Nine year old Awonder Liang just became the youngest National Master in U.S. history, winning his first two games in the Midwest Open Team Chess Festival (MOTCF) to push his U.S. Chess Federation rating to 2206. The average USCF rating used to be in the 1500 range but the recent proliferation of scholastic tournaments that created a large pool of young players who have ratings below 1000 reduced the average rating to less than 1100; even though the average rating has shifted downward, one truth has remained constant: only about one percent of U.S. tournament players ever reach the 2200 level and receive the treasured white and blue National Master certificate.
This is just the latest in a series of impressive records set by Liang. In April 2011, he became the youngest Expert in U.S. history (eight years, seven days old). Players in the Expert class, signified by a rating between 2000 and 2199, are ranked on approximately the 95th to 98th percentiles among USCF members but even though this category is elite from a statistical standpoint it does not carry the cachet in the chess community that National Master does. Liang is also the youngest player to defeat an International Master in a rated game and the youngest player to defeat a Grandmaster in a rated game.
Awonder's brother, Adream, was the 23rd highest rated 11 year old player on the USCF's February 2013 rating list; after gaining 42 points in MOTCF he is within 82 points of becoming an Expert and within 282 points of becoming a National Master.

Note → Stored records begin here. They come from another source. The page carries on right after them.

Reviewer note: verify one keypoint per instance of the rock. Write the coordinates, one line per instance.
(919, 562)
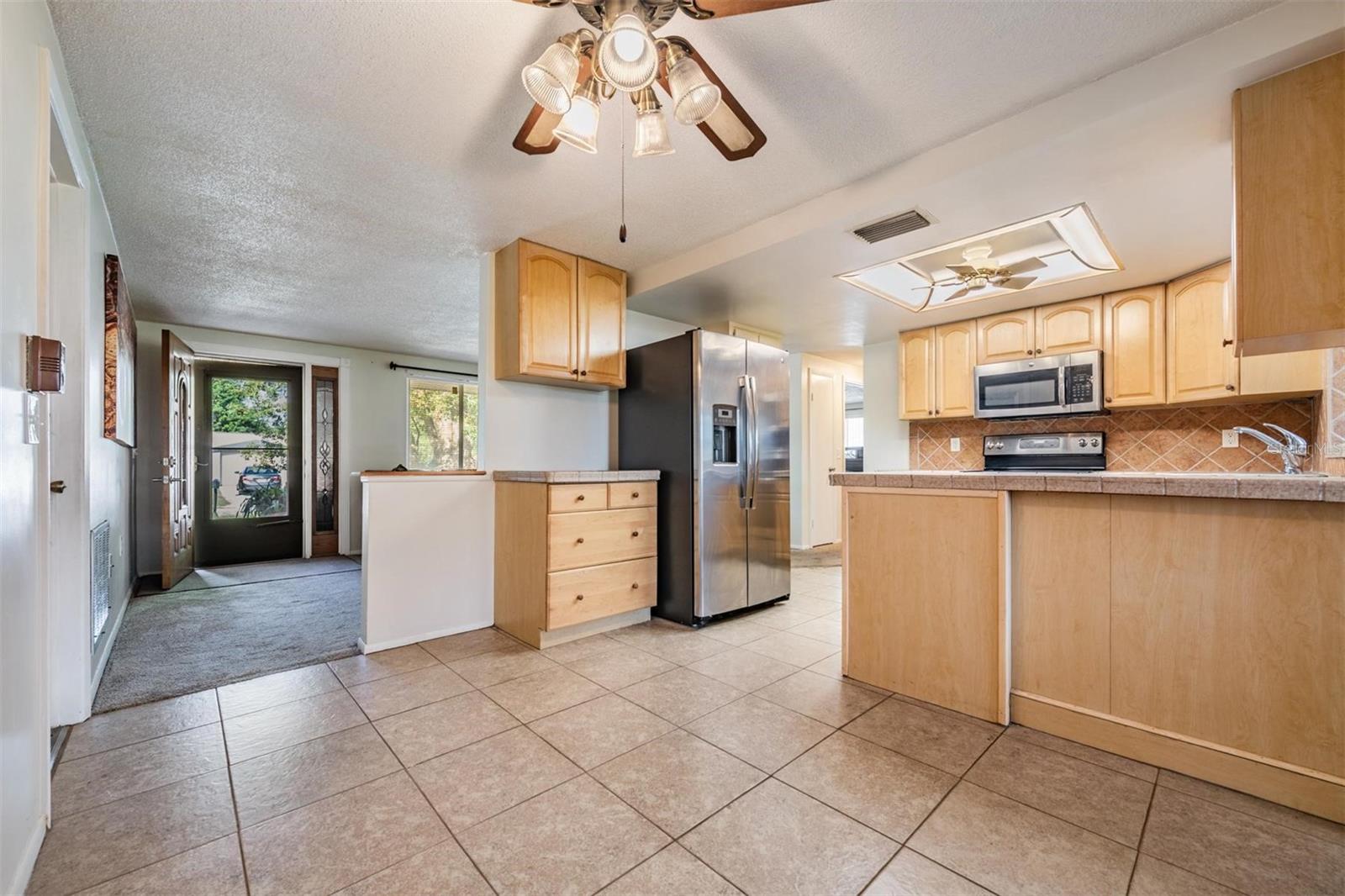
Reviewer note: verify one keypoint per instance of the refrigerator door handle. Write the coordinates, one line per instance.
(753, 468)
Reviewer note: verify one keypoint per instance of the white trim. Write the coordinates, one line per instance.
(430, 635)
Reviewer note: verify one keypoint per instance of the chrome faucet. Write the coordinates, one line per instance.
(1289, 451)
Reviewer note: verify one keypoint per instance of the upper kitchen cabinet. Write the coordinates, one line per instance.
(1008, 336)
(1289, 161)
(952, 366)
(558, 319)
(1200, 340)
(918, 376)
(1068, 326)
(1133, 351)
(602, 324)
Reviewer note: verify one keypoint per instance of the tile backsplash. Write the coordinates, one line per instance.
(1158, 440)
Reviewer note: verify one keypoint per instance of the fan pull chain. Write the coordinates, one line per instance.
(622, 232)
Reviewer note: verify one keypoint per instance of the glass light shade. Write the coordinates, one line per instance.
(694, 98)
(551, 80)
(627, 54)
(651, 134)
(578, 127)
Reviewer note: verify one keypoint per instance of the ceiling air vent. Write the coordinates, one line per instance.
(894, 226)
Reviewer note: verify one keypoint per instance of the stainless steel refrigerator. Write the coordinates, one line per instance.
(712, 412)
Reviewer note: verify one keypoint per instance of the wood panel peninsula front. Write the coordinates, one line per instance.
(1192, 622)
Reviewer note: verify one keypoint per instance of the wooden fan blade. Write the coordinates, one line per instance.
(1026, 266)
(730, 127)
(723, 8)
(537, 136)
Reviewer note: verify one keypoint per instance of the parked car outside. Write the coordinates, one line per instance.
(255, 478)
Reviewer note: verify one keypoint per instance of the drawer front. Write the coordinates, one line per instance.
(603, 537)
(565, 499)
(632, 494)
(595, 593)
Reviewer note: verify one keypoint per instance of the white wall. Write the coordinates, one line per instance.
(887, 437)
(799, 477)
(98, 472)
(374, 407)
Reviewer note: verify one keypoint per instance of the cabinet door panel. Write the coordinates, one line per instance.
(1069, 326)
(1008, 336)
(918, 374)
(546, 313)
(952, 349)
(1133, 353)
(602, 324)
(1200, 342)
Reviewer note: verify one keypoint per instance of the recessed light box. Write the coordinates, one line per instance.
(1055, 248)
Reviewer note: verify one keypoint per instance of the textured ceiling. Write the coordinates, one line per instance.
(334, 171)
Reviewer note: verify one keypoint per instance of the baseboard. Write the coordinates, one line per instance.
(1306, 790)
(27, 860)
(430, 635)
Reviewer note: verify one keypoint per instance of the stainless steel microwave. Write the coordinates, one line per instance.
(1040, 387)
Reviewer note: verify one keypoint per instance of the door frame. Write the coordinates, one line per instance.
(833, 377)
(225, 351)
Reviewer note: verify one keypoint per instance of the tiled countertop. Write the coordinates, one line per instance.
(1266, 486)
(575, 475)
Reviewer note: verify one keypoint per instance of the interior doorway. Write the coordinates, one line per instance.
(249, 459)
(824, 461)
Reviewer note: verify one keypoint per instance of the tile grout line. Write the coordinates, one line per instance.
(233, 798)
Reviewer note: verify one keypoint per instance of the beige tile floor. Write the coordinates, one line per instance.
(650, 761)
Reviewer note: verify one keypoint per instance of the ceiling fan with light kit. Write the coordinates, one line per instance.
(619, 53)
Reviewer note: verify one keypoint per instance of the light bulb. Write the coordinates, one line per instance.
(578, 127)
(627, 55)
(551, 80)
(694, 96)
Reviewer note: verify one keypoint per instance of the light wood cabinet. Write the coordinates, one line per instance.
(602, 324)
(1068, 326)
(1201, 365)
(952, 366)
(1289, 246)
(1008, 336)
(571, 560)
(558, 319)
(1134, 356)
(918, 374)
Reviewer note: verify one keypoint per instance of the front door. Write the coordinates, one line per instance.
(179, 535)
(249, 483)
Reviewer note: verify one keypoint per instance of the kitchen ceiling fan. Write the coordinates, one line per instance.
(981, 272)
(620, 54)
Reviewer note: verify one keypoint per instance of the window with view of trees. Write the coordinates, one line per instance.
(441, 424)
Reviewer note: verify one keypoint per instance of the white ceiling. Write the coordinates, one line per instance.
(335, 171)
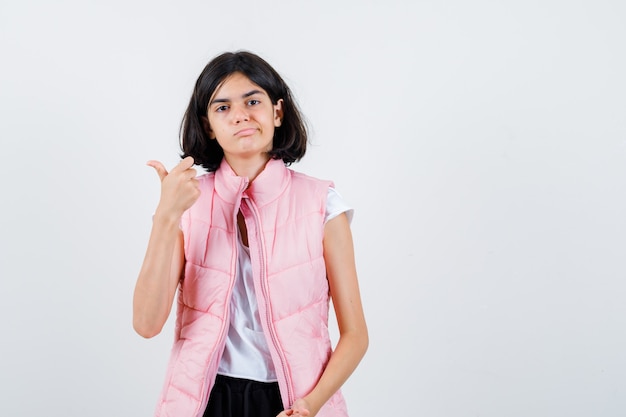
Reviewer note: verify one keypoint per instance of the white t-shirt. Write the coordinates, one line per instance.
(246, 354)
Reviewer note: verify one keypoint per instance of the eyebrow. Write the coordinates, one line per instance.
(226, 100)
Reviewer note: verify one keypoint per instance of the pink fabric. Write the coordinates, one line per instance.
(284, 212)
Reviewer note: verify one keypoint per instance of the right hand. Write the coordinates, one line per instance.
(179, 187)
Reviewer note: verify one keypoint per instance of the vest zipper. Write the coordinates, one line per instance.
(264, 287)
(204, 401)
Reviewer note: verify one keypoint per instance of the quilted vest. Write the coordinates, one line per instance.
(284, 214)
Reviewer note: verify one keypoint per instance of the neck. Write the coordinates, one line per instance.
(248, 168)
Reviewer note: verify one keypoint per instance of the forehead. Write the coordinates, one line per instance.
(235, 86)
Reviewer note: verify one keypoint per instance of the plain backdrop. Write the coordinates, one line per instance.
(481, 143)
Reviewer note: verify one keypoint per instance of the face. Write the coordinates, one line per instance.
(242, 118)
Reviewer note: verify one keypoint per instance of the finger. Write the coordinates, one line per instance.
(159, 168)
(184, 164)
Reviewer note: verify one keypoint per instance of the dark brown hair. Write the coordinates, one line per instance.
(290, 139)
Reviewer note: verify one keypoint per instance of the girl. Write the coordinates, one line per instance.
(255, 251)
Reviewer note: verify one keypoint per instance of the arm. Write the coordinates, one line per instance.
(353, 338)
(164, 260)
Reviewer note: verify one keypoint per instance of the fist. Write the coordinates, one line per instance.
(179, 187)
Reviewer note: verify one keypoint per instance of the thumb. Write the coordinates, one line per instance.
(159, 168)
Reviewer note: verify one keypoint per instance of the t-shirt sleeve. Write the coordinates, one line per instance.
(335, 205)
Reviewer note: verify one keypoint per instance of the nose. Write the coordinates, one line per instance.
(240, 114)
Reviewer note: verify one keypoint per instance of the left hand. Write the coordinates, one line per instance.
(299, 408)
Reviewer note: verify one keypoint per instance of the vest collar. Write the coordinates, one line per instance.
(266, 187)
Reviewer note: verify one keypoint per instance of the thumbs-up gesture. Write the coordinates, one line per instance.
(179, 187)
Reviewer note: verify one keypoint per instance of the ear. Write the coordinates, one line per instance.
(207, 128)
(278, 113)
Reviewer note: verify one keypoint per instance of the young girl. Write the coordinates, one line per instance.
(255, 251)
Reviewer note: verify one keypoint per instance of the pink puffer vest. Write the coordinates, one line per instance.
(284, 213)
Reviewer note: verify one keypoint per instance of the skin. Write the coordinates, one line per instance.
(242, 118)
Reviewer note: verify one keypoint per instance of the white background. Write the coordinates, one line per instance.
(482, 143)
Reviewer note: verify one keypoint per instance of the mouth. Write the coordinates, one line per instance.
(246, 132)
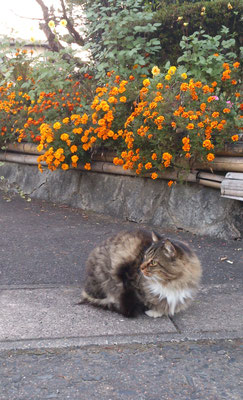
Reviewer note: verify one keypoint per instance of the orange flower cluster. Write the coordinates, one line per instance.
(150, 127)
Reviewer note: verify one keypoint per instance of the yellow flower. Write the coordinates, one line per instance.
(65, 166)
(148, 165)
(73, 148)
(184, 75)
(40, 147)
(57, 125)
(74, 159)
(210, 157)
(51, 24)
(146, 82)
(63, 23)
(172, 70)
(87, 166)
(64, 137)
(154, 175)
(155, 70)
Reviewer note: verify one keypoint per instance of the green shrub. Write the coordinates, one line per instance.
(183, 20)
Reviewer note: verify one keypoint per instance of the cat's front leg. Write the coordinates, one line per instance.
(157, 310)
(154, 313)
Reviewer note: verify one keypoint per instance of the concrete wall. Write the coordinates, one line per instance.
(190, 207)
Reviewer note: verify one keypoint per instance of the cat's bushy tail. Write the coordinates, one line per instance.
(130, 305)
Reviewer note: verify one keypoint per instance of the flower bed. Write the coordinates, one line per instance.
(171, 121)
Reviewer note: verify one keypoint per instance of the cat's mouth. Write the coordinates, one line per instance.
(144, 269)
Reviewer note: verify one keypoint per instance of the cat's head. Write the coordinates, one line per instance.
(164, 259)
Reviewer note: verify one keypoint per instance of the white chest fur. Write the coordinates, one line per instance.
(173, 297)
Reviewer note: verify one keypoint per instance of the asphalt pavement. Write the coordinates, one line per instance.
(53, 348)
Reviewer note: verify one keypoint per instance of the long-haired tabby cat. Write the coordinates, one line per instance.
(141, 271)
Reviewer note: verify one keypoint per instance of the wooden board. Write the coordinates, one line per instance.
(232, 186)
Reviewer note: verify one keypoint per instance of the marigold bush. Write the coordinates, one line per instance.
(170, 121)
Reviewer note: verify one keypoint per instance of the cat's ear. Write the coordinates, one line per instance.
(155, 237)
(169, 249)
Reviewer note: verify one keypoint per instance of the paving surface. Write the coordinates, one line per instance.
(50, 347)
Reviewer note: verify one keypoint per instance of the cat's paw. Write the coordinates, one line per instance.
(153, 313)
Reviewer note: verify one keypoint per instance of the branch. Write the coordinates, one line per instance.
(78, 39)
(54, 44)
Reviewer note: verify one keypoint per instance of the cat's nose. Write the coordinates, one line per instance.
(144, 265)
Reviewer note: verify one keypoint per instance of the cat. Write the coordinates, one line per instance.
(141, 271)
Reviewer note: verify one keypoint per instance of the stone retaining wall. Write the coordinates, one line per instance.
(191, 207)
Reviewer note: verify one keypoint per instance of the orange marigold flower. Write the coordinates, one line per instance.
(159, 85)
(73, 148)
(74, 159)
(210, 157)
(64, 137)
(190, 126)
(167, 77)
(148, 165)
(185, 140)
(123, 99)
(154, 175)
(112, 99)
(87, 166)
(184, 87)
(146, 82)
(155, 70)
(101, 122)
(57, 125)
(225, 65)
(236, 64)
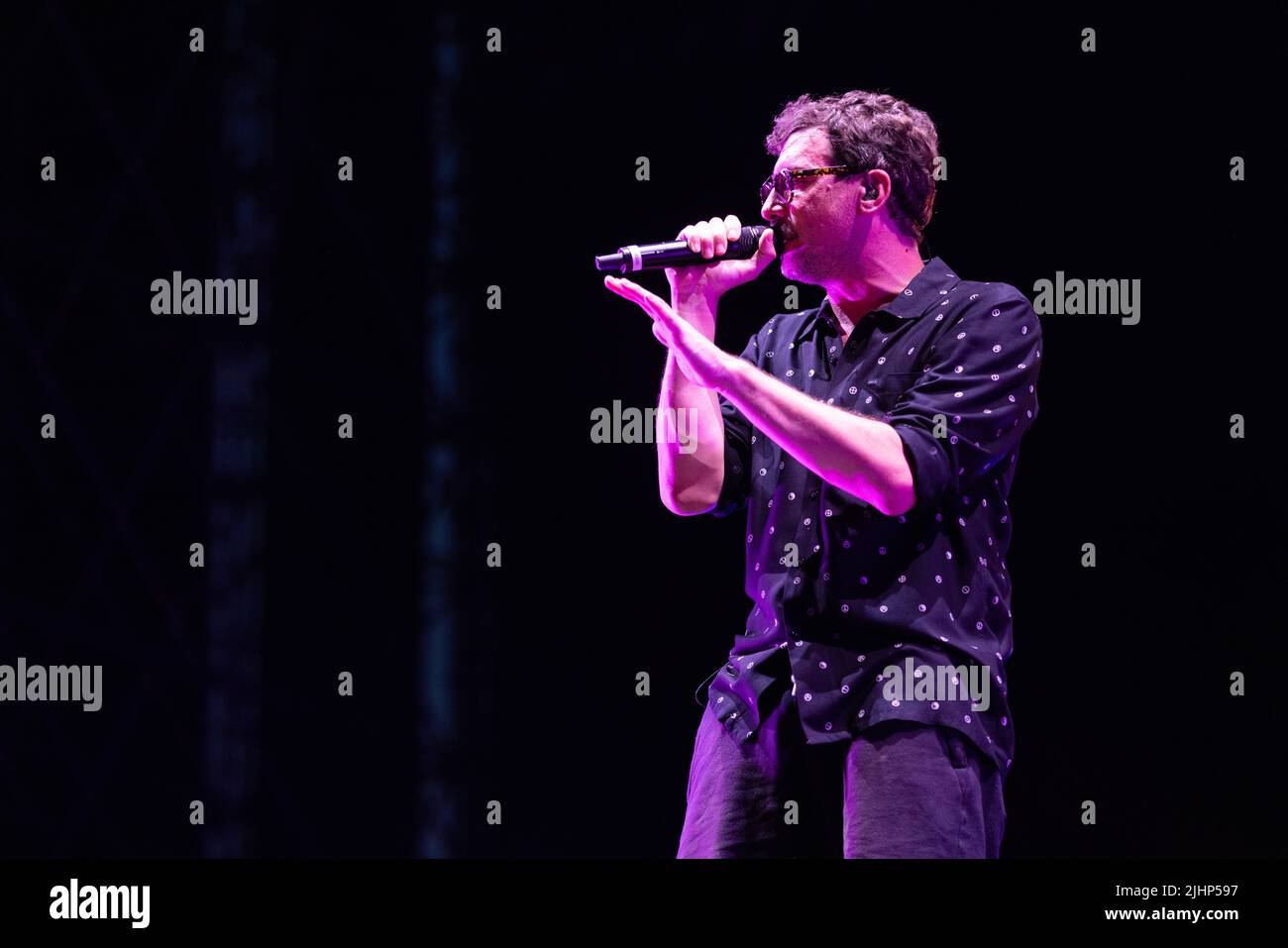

Bobby Fischer earned the USCF National Master title as a 14 year old in 1957 after increasing his rating by more than 500 points in one year, a phenomenal improvement that vaulted him from being just a very talented young player to setting him on the path to become arguably the greatest player of all time. Fischer later said of this period, "I just got good"; a more precise explanation is that Fischer's rating progress reflected a potent combination of natural talent honed by tremendous determination and a tireless work ethic. In 1958, Fischer qualified for the Candidates matches (the final stage to determine the challenger for the World Chess Championship) and thus became the youngest Grandmaster ever. It is not fair or meaningful to compare Fischer's accomplishments to the accomplishments of the players who came after him; Fischer reached National Master and Grandmaster status without the benefit of training with strong computer engines and at a time when there were far fewer National Masters and Grandmasters than there are now. Fischer was one of the very top players in the U.S. at 14 and he was a world class competitor at 15, while today's record setting National Masters and Grandmasters have not distanced themselves from their contemporaries to nearly the same extent. Fischer's record for being the youngest Grandmaster stood until 1991, when computers had just begun to make their impact felt in chess training. Since 1991, more than 30 players have become Grandmasters before reaching the age of 16, an accomplishment that is still significant but that no longer means as much as it did when Fischer battled for the World Championship as a teenager.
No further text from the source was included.